Abstract

Gimenez MR, Twerenbold R, Jaeger C, et al.
Am J Med 2015; 128: 861–870.
Suspected acute myocardial infarction (MI) still presents a significant diagnostic problem in the emergency department. Delays in diagnosis can increase morbidity and mortality or lead to unnecessary further investigation. Cardiac troponin (cTn) measurement has enabled more effective triage of patients, and recent high-sensitivity cTn (hs-cTn) assays allow measurement of very low levels if cTn with greater precision.
This study investigated the use of hs-cTnI at presentation and 1 h to produce an algorithm that could triage patients into MI ‘rule-in’, ‘rule-out’, or ‘observe’ groups. Of 1811 patients included, half were randomly selected as a derivation cohort in which the algorithm was developed, and the remaining half were assigned as a validation cohort. The algorithm was based on baseline and absolute change of hs-cTnI at 1 h.

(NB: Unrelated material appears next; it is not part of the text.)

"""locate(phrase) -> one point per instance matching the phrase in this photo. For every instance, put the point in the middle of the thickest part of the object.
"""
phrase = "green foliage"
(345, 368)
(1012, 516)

The algorithm in the validation cohort classified 50.5% of patients as ‘rule-out’, 19% as ‘rule-in’ and 30.5% as ‘observe’, allowing more rapid triage than that by current guidance. The authors suggest that the negative and positive predictive values determined are higher than the current algorithms in clinical use. The use of such hs-cTnI algorithms in other clinical settings requires investigation, and validation of other hs-cTnI assays is necessary. However, this study indicates that earlier diagnosis of suspected MI is indeed feasible.